CTS: An operating system CPU scheduler to mitigate tail latency for latency-sensitive multi-threaded applications

https://doi.org/10.1016/j.jpdc.2018.04.003Get rights and content

Highlights

  • It has been proven that FCFS scheduling of threads leads to lower tail latency.

  • Experiments show that CFS policies lead to LCFS scheduling, aggravating tail latency.

  • CTS policies ensure FCFS thread scheduling, which yields lower tail latency.

  • CTS enforces our policies while maintaining the key features of the Linux scheduler.

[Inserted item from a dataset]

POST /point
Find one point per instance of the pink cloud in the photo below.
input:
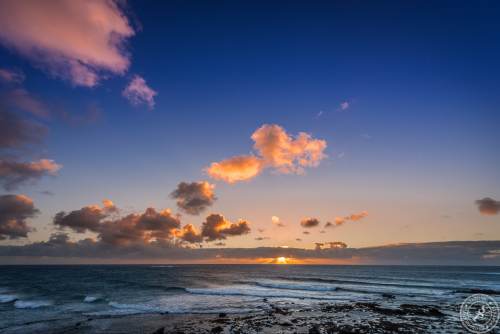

  • Experimental results show that CTS significantly outperforms the Linux scheduler.

Abstract

Large-scale interactive Web services break a user’s request to many sub-requests and send them to a large number of independent servers so as to consult multi-terabyte datasets instantaneously. Service responsiveness hinges on the slowest server, making the tail of the latency distribution of individual servers a matter of great concern. A large number of latency-sensitive applications hosted on individual servers use thread-driven concurrency model wherein a thread is spawned for each user connection. Threaded applications rely on the operating system CPU scheduler for determining the order of thread execution. Our experiments show that the default Linux scheduler (CFS) idiosyncrasies result in LCFS (Last Come First Served) scheduling of threads belonging to the same application. On the other hand, studies have shown that FCFS (First Come First Served) scheduling yields the lowest response time variability and tail latency, making the default scheduler of Linux a source of long tail latency for multi-threaded applications. In this paper, we present CTS, an operating system CPU scheduler to trim the tail of the latency distribution for latency-sensitive multi-threaded applications while maintaining the key characteristics of the default Linux scheduler (e.g., fairness). By adding new data structures to the Linux kernel, CTS tracks threads belonging to an application in a timely manner and schedules them in FCFS manner, mitigating the tail latency. To keep the existing features of the default Linux scheduler intact, CTS keeps CFS responsible for system-wide load balancing and core level process scheduling; CTS merely schedules threads of the CFS chosen process in FCFS order, ensuring tail latency mitigation without sacrificing the default Linux scheduler properties. Experiments with a prototype implementation of CTS in the Linux kernel demonstrate that CTS significantly outperforms the Linux default scheduler. For example, CTS mitigates the tail latency of a Null RPC server by up to 96%, a Thrift server by up to 90% and an Apache Web server by up to 51% at 99.9th percentile.

Introduction

Large-scale Web applications (e.g., search engines and social networks) use parallelization to process large datasets instantaneously by breaking a user request into many sub-requests and distributing the sub-requests across a large number of individual servers. The user request, therefore, does not complete until the slowest of these sub-requests has fulfilled. In fact, the responsiveness of individual servers dominates the quality of delivered services because not only the main request’s responsiveness hinges on the slowest sub-operations but also the middleware may decide to drop replies arriving after a predefined deadline, which further degrades the quality of service. In such systems, focusing on the average latency is not sufficient. System designers concentrate on the tail of the latency distribution of individual servers that is the key driver of user perception [[2], [15], [19]]. For example, to answer a user request, consider a scenario wherein a user-facing system collects responses from 200 individual servers whose tail latency at 99th percentile is one second, meaning that one request out of 100 requests takes more than one second to complete on each server. It can be calculated1 that 86.6% of the user requests will take more than one second. Therefore, under high degrees of parallelism, poor tail latency of individual servers impacts most of the user requests. This makes the tail of the latency a great challenge for developers of individual services and the main subject of intensive research that aims at eliminating the tail latency contributors by proposing novel application architectures, runtime environments, operating systems and hardware supports [[8], [24], [30], [32]].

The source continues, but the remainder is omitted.